You can see the result in Figure 9:

All of the components installed so far.

Figure 9: All of the pieces are in place so far.

Creating a mirror with Kafka Mirror Maker

Create a kafka-mirror-maker config amq-kafka-mirror-maker.yml. In this file, we increase the consumer stream to two for faster response and use the group ID simple-source-group-id for the consumer. Additionally, we whitelist all of the topics using wildcards. This example file present in examples/kafka-mirror-maker/kafka-mirror-maker.yaml was used as a reference for the config:

apiVersion: kafka.strimzi.io/v1beta1
kind: KafkaMirrorMaker
metadata:
  name: simple-mirror-maker
spec:
  version: 2.3.0
  replicas: 1
  consumer:
    bootstrapServers: simple-cluster-kafka-bootstrap:9092
    groupId: simple-source-group-id
    numStreams: 2
  producer:
    bootstrapServers: simple-cluster-kafka-bootstrap.amq-streams-dc2.svc:9092
  whitelist: ".*"
Create the Mirror Maker in the amq-streams namespace:
$ oc create -f amq-kafka-mirror-maker.yml -n amq-streams

You can see the result in Figure 10:

Mirror Maker is deployed.

Figure 10: Your new Mirror Maker instance.

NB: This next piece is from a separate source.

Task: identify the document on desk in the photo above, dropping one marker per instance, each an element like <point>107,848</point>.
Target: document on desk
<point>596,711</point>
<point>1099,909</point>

Testing Kafka Mirror Maker

To test the Mirror Maker, create the following two namespaces: amq-streams and amq-streams-dc2. The amq-streams namespace will contain the producer sample app to produce new messages, and the consumer sample app to consume new messages. The amq-streams-dc2 namespace will contain the consumer sample app so it can consume new messages, so it can show that the messages are getting pushed to the DC2 cluster.

  1. Create a producer sample app and consumer sample app in the amq-streams namespace:
$ oc project amq-streams
$ oc run kafka-producer -ti --image=registry.redhat.io/amq7/amq-streams-kafka-23:1.3.0 --rm=true --restart=Never -- bin/kafka-console-producer.sh --broker-list simple-cluster-kafka-bootstrap:9092 --topic redhat-demo-topics
$ oc run kafka-consumer -ti --image=registry.redhat.io/amq7/amq-streams-kafka-23:1.3.0 --rm=true --restart=Never -- bin/kafka-console-consumer.sh --bootstrap-server simple-cluster-kafka-bootstrap:9092 --topic redhat-demo-topics
  1. Create a Consumer sample app in the amq-streams-dc2 namespace
$ oc project amq-streams-dc2
$ oc run kafka-consumer -ti --image=registry.redhat.io/amq7/amq-streams-kafka-23:1.3.0 --rm=true --restart=Never -- bin/kafka-console-consumer.sh --bootstrap-server simple-cluster-kafka-bootstrap:9092 --topic redhat-demo-topics
  1. Send a message from the producer sample app.

Is Mirror Maker working? You should see the message in the consumer app in both the namespaces, as shown in Figure 11:

The message flowing through the components.

Figure 11: Your message flowing from the producer to both the consumer and the backup consumer.

Conclusion

In this article, we explored Red Hat AMQ Streams components like Kafka Connect, Kafka Bridge, and Mirror Maker. In the third and final part of the series, we will cover monitoring and administration.